AFTER THE worst financial crisis in 70 years, Indian markets are well in track. It is said that financial meltdown in the US started in December 2007, and continued for one and half years. Now the situation is well under control, thanks to government aids to the economy. Legendary investor described the crisis as one in a lifetime. All major banks and financial institutions in the US collapsed. Millions lost their job around the world. Unrest was seen in Australia. Indian students were attacked. Anarchy took place some parts of the world. This was the result of then recent meltdown. The 'U' curve in the economy took the turn and now it shows signs of steadiness. The worst is almost over.

In Indian context, the affect of global financial crisis was not that bad. Real estate sector, where prices were at it's peak, witnessed liquidity crunch.

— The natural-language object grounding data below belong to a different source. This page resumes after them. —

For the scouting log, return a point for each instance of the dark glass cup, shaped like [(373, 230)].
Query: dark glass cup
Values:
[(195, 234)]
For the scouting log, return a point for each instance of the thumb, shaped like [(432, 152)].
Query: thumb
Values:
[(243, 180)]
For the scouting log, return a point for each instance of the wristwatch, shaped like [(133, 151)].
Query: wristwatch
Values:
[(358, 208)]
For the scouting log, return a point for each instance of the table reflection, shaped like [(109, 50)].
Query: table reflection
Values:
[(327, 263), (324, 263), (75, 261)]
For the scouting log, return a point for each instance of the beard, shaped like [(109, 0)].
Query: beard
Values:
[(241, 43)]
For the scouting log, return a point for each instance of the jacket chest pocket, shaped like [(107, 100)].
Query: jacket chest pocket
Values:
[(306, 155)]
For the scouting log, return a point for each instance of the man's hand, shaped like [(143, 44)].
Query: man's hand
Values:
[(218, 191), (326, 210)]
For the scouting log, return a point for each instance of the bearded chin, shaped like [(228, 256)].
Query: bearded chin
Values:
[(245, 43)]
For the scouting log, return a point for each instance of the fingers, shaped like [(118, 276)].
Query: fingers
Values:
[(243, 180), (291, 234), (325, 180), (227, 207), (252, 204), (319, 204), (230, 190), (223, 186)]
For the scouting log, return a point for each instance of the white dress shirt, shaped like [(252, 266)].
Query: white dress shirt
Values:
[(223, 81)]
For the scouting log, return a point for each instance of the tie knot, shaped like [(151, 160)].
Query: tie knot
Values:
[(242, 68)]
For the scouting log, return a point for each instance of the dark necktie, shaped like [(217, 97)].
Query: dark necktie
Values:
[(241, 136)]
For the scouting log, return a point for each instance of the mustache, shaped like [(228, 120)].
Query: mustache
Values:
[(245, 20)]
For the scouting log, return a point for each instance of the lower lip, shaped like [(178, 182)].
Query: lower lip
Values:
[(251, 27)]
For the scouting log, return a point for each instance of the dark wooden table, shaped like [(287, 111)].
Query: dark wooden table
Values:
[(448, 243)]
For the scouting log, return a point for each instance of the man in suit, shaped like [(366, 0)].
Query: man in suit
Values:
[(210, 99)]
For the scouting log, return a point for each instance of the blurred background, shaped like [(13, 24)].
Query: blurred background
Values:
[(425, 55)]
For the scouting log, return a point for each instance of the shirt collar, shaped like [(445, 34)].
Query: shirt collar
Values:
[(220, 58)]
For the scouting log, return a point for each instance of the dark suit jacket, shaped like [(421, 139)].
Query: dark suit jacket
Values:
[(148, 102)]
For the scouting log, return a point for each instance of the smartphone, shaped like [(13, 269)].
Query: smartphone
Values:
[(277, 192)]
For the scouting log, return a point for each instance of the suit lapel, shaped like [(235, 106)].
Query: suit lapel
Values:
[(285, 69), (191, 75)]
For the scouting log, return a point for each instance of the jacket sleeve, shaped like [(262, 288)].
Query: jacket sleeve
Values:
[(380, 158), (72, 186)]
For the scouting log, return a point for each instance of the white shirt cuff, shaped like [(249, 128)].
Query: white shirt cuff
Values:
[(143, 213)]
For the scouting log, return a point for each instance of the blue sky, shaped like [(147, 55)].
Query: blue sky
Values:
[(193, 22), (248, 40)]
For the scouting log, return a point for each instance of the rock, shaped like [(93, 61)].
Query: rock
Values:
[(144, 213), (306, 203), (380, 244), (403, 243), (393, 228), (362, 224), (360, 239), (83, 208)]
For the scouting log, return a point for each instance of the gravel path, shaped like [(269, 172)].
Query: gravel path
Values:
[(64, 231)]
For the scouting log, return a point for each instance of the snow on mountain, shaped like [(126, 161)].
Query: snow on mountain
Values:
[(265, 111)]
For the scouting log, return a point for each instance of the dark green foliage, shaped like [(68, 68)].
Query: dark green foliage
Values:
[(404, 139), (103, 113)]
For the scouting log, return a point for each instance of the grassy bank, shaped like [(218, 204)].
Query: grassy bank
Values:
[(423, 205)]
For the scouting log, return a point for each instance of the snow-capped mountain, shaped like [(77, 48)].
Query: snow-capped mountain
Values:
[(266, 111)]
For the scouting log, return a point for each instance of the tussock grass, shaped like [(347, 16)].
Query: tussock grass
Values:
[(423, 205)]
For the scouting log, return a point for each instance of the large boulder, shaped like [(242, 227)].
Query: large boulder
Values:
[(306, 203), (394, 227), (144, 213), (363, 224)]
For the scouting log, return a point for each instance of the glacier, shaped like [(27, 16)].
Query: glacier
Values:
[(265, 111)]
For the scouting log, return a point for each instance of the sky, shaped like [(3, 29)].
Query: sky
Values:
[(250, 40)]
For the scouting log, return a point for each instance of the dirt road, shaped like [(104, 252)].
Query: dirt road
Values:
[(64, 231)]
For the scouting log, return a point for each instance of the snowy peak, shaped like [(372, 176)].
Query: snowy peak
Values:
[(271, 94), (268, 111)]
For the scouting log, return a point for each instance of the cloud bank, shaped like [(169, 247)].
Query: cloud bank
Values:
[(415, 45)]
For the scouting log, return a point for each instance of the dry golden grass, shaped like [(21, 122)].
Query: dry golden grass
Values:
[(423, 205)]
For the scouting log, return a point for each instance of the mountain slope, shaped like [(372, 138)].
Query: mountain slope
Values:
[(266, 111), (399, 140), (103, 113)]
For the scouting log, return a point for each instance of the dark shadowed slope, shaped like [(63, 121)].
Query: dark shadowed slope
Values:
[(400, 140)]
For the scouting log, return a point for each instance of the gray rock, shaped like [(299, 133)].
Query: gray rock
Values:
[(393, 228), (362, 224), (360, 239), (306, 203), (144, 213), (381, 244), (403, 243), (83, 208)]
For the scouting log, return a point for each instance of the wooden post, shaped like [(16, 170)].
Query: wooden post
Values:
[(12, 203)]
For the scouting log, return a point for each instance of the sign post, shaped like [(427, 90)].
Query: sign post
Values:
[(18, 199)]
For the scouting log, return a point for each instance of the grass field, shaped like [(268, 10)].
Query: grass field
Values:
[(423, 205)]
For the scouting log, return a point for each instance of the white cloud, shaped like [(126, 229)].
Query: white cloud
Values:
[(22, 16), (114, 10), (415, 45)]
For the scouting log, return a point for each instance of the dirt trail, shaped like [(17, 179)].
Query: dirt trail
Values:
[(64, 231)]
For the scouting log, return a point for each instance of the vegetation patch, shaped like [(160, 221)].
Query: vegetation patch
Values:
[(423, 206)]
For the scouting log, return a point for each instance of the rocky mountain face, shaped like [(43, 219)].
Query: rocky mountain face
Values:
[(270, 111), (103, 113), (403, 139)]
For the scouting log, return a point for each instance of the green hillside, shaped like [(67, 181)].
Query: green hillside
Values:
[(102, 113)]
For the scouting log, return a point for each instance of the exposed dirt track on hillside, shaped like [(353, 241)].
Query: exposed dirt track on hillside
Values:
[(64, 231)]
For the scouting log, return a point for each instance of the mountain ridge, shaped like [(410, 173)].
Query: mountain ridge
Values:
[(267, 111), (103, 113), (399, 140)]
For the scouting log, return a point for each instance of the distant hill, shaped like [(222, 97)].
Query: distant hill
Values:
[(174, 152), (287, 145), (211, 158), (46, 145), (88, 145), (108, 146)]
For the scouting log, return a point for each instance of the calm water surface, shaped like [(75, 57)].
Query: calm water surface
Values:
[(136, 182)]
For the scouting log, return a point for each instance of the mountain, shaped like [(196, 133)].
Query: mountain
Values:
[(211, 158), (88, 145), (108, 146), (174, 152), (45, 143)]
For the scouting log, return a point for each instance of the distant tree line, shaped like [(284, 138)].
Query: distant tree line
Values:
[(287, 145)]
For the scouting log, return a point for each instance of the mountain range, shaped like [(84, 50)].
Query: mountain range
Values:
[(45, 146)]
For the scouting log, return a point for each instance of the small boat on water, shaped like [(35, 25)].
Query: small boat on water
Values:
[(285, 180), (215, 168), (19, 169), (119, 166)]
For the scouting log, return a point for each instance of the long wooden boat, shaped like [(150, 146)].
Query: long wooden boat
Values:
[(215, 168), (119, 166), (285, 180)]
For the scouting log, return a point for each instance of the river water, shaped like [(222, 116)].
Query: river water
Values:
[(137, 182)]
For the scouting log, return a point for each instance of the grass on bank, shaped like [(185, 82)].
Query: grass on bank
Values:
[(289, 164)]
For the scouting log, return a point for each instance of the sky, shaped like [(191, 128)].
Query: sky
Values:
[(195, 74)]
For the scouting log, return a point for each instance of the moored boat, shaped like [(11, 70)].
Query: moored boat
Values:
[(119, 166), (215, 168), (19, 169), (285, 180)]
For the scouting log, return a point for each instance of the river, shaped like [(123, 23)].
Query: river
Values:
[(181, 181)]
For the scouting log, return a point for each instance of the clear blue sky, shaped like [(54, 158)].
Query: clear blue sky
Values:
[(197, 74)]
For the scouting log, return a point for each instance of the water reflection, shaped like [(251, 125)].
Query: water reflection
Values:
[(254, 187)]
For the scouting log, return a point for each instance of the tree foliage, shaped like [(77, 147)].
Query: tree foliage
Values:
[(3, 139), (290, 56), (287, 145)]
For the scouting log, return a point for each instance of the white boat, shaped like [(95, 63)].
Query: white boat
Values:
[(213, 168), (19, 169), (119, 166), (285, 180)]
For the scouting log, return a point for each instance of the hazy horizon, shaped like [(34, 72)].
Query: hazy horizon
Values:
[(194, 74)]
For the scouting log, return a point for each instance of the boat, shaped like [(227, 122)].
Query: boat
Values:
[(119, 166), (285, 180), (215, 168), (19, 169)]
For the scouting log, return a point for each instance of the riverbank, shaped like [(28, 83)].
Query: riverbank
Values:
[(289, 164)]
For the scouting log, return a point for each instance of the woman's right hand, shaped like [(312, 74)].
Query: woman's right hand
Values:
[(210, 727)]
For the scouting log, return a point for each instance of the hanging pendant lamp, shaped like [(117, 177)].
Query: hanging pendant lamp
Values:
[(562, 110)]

Tourism and aviation sectors also witnessed slowdown. Techies and financial services executives lost their job. Government came forward with three stimulus packages injected the same into the economy. Now it is believed that Indian economy regained it's health and can compete china. Recently concluded G-20 summit was a milestone in the economic aspect of India. All big economies in the world agreed that India is a giant economic power. India is one of the few markets, which are less affected by the financial crisis.

In India, as part of the financial crisis, Indian stock market plunged and witnessed it's recent lows. January 2008 was a good month for Indian stock market. Both sensex and nifty recorded their all time heights in that month. But in the same month market started collapsing. Then it was said that the plunge in the market was due to profit booking. But the downward trend continued and sensex came down to 7000 range in October 08.

Indian traders were in panic and they sold their stocks and exit from the market. Now secondary market is very active and almost all the losses were settled. During financial crisis, the primary market also was in bad form. Many of the companies postponed their IPO. Some IPOs came in the market but failed to attract investor confidence. As a result IPO market or primary witnessed huge crisis. In 2007 alone, 95 IPOs came and majority of them were great hit because of favourable market conditions. In the year 2008, only 36 IPOs came in the market but failed to collect money. This year, so far 13 IPOs came in to the market. Due to favorable market conditions, recent IPOs of Adani power, NHPC and Oil India were hit.

Adani power, the company owned by Gautam Adani was one major IPO after the financial crisis. The issue was over subscribed by 21 times. It is a fact that after listing the companies didn't shine much except Oil India. On the listing day itself, Oil India's stock price was up by Rs100. Indian IPO market is now active and people are more interested in buying fresh shares. Primary market in India slowly gaining pace and this will be the same in the near future.

On August 24, Bombay stock exchange started IPO index. Which was first of it's kind in India. The index tracks the value of stocks for two years after listing with base date May 3, 2004. Now a days, an Investor can apply for IPO through online. Every broker is offering this facility. It's a cost effective practice and the investor need not pay any fees to apply for the same. Investor can also keep the money in the bank account, which will only be withdrawn after the allotment. These are encouraging factors, which believed to attract the common investor towards IPO market. If secondary market remains good, there will be no obstacle before the primary market also.